# Theater room-Lifesize Yoda, Flux Capacitor, Mame, theater stairs !



## victory82 (Jan 31, 2016)

Flux capacitor was build by me as well as the arcade machine ( close to 2,000 games )
The concession stand was bought on craigslist from a salon for $200. The chairs were bought at in auction, they came straight out of a closed down theatre cost $180 for 9 chairs !! . Yoda was bought on Craigslist for $350.. The stairs I painted myself and then bought the movie tiles / logos on etsy .... carpet was also from craigslist.

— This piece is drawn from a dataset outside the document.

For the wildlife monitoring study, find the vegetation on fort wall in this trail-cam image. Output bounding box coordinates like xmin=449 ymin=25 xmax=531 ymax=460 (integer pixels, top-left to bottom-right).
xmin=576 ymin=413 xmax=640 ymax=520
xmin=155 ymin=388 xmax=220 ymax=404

any questions at all ask me !! :smile:

http://s1377.photobucket.com/user/v...ater/FullSizeRender_zpsyktcdumk.jpg.html?o=15


----------



## Medi0gre (Oct 30, 2012)

Oh your gonna have to post up more details on that flux capacitor.
Thats pretty cool!


----------



## victory82 (Jan 31, 2016)

Medi0gre said:


> Oh your gonna have to post up more details on that flux capacitor.
> Thats pretty cool!



the Flux capacitor has audio clips from the movie .. check out the youtube video ... cost me $80 to build the flux and another $40 for the audio ( speakers, metal plate, sound board )


----------



## Todd Anderson (Jul 24, 2009)

Would love it if you could post DIY build instructions for the flux capacitor.... did you wing it? Or find online help?

Nice work!


----------